The PAC has called for NHS England to co-ordinate work to help understand the cost to hospitals and the public of delayed discharges and caring for people in the community.

Circumstances of hospital discharge vital for long-term recovery

In addition, the Committee said the Department of Health, NHS England and NHS Improvement must take steps to understand the reasons for local variations in discharge delays, as well as recommending measures to improve the sharing of good practice and information.

Director of Age UK, Caroline Abrahams said: “How and when someone is discharged from hospital, and the support they receive afterwards is vital when it comes to their long-term recovery and quality of life.

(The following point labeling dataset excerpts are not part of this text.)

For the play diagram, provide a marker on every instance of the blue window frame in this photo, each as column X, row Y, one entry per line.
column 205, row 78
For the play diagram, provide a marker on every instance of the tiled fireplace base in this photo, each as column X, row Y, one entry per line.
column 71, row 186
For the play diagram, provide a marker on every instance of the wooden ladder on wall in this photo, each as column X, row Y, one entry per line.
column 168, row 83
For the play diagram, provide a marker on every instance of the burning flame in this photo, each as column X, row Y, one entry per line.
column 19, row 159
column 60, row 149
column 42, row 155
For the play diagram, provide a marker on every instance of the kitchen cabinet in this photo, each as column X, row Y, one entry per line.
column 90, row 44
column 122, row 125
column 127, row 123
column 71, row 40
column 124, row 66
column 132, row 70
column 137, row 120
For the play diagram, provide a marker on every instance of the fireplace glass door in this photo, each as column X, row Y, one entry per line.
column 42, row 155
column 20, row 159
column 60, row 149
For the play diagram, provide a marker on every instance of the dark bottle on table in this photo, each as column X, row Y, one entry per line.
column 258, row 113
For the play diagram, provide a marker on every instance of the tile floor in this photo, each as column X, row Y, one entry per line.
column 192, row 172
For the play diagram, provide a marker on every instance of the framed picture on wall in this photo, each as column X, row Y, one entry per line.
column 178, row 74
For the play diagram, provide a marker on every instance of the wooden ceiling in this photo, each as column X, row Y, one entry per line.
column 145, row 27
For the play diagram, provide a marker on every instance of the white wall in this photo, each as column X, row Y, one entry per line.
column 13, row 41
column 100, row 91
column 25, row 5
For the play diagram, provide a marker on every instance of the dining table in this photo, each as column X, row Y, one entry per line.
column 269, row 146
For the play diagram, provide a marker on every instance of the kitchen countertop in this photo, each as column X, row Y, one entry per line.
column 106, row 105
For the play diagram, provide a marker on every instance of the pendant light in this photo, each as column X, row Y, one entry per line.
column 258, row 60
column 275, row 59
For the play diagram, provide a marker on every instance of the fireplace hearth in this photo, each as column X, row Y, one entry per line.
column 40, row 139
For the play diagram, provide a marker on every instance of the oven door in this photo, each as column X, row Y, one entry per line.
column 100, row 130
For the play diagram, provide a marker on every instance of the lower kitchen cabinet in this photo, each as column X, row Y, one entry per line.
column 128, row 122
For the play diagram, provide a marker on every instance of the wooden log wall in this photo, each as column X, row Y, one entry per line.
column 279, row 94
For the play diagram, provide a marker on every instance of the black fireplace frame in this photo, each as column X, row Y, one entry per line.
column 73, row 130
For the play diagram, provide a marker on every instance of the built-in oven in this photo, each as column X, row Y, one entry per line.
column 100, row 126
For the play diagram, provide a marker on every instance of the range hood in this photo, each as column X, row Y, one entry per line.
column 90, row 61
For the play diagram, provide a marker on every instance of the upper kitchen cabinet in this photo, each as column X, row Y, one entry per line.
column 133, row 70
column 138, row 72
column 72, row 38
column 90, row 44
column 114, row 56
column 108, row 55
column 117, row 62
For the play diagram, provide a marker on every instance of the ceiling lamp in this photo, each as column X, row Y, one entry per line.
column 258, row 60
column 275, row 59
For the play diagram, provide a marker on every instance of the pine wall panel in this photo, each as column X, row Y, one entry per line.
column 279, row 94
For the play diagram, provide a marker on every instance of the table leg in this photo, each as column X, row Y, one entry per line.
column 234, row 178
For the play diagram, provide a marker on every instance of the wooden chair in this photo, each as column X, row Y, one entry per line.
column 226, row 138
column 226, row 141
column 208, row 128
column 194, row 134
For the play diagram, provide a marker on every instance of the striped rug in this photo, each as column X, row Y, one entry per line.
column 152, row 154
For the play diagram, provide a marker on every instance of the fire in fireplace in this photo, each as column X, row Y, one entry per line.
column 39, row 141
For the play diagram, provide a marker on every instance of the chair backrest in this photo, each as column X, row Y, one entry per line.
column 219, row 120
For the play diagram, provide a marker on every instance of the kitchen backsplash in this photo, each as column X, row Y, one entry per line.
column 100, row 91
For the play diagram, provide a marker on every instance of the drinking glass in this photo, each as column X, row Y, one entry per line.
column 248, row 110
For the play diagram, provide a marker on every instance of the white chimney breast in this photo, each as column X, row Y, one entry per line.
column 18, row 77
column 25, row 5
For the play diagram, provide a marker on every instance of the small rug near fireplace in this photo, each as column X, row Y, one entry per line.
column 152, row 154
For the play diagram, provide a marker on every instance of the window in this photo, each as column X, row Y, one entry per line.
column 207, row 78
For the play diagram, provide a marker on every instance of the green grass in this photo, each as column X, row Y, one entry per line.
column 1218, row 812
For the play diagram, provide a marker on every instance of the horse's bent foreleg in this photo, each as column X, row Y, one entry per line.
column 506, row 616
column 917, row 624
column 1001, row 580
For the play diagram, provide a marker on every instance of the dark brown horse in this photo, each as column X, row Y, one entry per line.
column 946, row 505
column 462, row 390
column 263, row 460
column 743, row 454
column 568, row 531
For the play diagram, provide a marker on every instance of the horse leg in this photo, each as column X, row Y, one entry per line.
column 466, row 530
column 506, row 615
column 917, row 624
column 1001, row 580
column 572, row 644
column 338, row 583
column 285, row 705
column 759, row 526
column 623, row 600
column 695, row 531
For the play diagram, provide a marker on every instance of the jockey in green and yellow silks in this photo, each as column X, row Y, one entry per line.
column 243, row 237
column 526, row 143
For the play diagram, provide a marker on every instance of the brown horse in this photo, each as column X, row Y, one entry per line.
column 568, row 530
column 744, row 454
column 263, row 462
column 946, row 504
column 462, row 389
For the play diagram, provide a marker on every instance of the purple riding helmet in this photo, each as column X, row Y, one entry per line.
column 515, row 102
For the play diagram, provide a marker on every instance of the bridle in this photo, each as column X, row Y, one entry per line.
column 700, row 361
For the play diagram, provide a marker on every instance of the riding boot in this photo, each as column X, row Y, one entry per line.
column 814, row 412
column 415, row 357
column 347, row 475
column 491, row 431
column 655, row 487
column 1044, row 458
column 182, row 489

“Cuts to council and community health budgets mean more and more older people who need support to stay fit and well at home aren’t getting it. This makes it more likely that frail older people become ill and need to go into hospital, and less likely that they can be discharged in a timely way once medically fit to leave.

“Keeping someone in hospital when they don’t need to be there is an awful situation and one that represents a staggering waste of public funds that also hurts vulnerable older people and their families. It is why we believe the Government should urgently look again at the funding being provided for these kinds of services, acknowledge the need for substantially more investment, and take action to plug the all too obvious funding gaps.”

A Department of Health spokesman revealed that an extra £3.5bn allocated for adult social care by 2019-20 should help more patients to leave hospital on time. He said: “Elderly patients should never be forced to stay in hospital unnecessarily - we are determined to make health and social care more integrated.”